Data released last month by NOAA’s National Climatic Data Center shows that the 12-month period between May 2011- April 2012 was the warmest year to date since recordkeeping began in 1895. The first quarter of 2012 alone saw temperatures that were more than 5 degrees F above average. In addition to temperatures, precipitation patterns are also abnormal. While precipitation levels were higher than usual on the West Coast and Northern and Central Plains, they were lower than usual in Texas and along the Gulf Coast. And, overall, national precipitation levels are below average.
The change in weather patterns affects agriculture (which is extremely vulnerable to climate change) in several ways. Higher temperatures eventually reduce yields of desirable crops while encouraging weed and pest proliferation. Changes in precipitation patterns increase the likelihood of short-run crop failures and long-run production declines. Although there will be gains in some crops in some regions of the world, the overall impacts of climate change on agriculture are expected to be negative, threatening global food security. Changing weather patterns mean more drought for dry areas and floods in other areas.
The unimpeded growth of greenhouse gas emissions is raising the earth’s temperature. The consequences include melting glaciers, more precipitation, more and more extreme weather events, and shifting seasons. The accelerating pace of climate change, combined with global population and income growth, threatens food security everywhere.
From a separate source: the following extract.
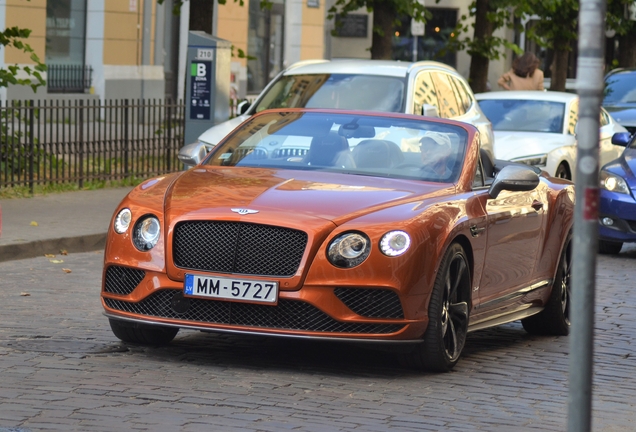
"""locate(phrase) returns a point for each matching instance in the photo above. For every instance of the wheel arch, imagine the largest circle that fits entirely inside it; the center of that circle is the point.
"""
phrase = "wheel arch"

Populations in the developing world, which are already vulnerable and food insecure, are likely to be the most seriously affected. In 2005, nearly half of the economically active population in developing countries—2.5 billion people—relied on agriculture for its livelihood. Today, 75 percent of the world’s poor live in rural areas.
And meanwhile in Washington, we have one of our 2 major political parties who believe that climate change is not real. What does it take?